Developments on the Horizon Can Provide Solutions
To overcome these problems, many research groups have created their own tailored databases, given that they can derive a more specific metagenome from the samples under investigation. If this is not possible, so-called ‘pseudo-metagenomes’ from single microbial genomes may be created. “Pseudo-metagenomes must be developed with caution, because only those species/strains can be identified that were included in the database by the researcher in advance, and other organisms may be missed out, leading to selection bias,” explained Muth. However, he remains optimistic that in the near future, the decreasing costs for performing metagenomics experiments will allow their routine application in combination with metaproteome analyses. This will lead to customized databases for each investigated sample that can provide a more targeted method for specifically identifying the proteomes of microbial communities.
Muth also believes that the resolution and throughput of the analytical tools/instruments will continue to improve, increasing the analysis depth and the protein coverage in microbial samples. In parallel, database search engines will need to be improved further with respect to accuracy and statistical validation.

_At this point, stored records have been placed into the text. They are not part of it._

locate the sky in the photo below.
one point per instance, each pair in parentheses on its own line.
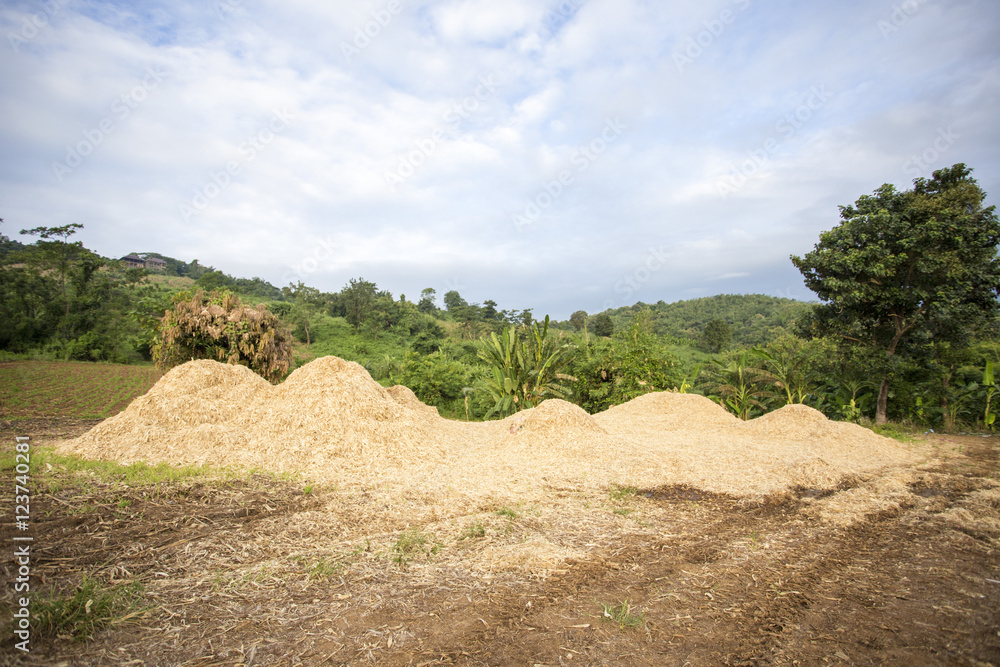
(551,154)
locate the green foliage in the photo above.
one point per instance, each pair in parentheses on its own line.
(358,300)
(426,304)
(741,385)
(525,368)
(412,543)
(217,326)
(905,264)
(473,531)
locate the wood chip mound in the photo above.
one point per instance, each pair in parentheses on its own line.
(330,421)
(405,396)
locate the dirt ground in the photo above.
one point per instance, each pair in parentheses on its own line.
(257,571)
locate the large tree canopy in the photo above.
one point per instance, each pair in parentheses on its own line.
(901,264)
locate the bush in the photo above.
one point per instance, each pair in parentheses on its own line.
(219,327)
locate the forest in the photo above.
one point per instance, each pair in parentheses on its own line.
(905,327)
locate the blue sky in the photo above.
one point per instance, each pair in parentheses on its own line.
(546,155)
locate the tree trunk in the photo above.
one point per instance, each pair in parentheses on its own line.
(883,402)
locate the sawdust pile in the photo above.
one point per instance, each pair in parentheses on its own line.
(331,421)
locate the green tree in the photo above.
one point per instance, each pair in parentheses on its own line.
(306,303)
(358,300)
(716,336)
(217,326)
(904,263)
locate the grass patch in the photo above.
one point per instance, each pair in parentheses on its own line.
(134,474)
(894,431)
(411,543)
(89,609)
(623,614)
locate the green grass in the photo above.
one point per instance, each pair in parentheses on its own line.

“It’s clear that the constant increase of high-functioning databases will continue to challenge conventional identification workflows and hardware,” he added. “De novo sequencing, or database-free sequence identification, may also soon become a real alternative in proteomics, with algorithmic improvements (e.g. using latest machine learning techniques) exploiting the potential of high-resolution data.”
With many such advancements on the horizon, Muth is confident that the research community will soon have access to better tools for investigating the taxonomic and functional profiles of microbial community samples.
 Huang, S.; Chaudhary, K.; Garmire, L. X. More Is Better: Recent Progress in Multi-Omics Data Integration Methods. Frontiers in Genetics, 2017 8, 84.
 Vasaikar, S. V.; Straub, P.; Wang, J.; Zhang, B., LinkedOmics: analyzing multi-omics data within and across 32 cancer types Nucleic Acids Research 2018, 46 (D1), D956-D963.
 Wilmes, P.; Bond, P.L.; Metaproteomics: studying functional gene expression in microbial ecosystems. Trends in Microbiology. 2006;14 (2):92–97.
 Haange, S.-B.; Jehmlich, N., Proteomic interrogation of the gut microbiota: potential clinical impact. Expert Review of Proteomics 2016, 13 (6), 535-537.
 Muth, T.; Kolmeder, C. A.; Salojärvi, J. et al. Navigating through metaproteomics data: A logbook of database searching. Proteomics, 2015, 15: 3439-3453.
 Locey, K. J.; Lennon, J. T., Scaling laws predict global microbial diversity. Proceedings of the National Academy of Sciences USA 2016, 113 (21), 5970-5975.
 Heyer, R.; Schallert, K.; Zoun, R.; Becher, B.; Saake, G.; Benndorf, D., Challenges and perspectives of metaproteomic data analysis. Journal of Biotechnology 2017, 261, 24-36.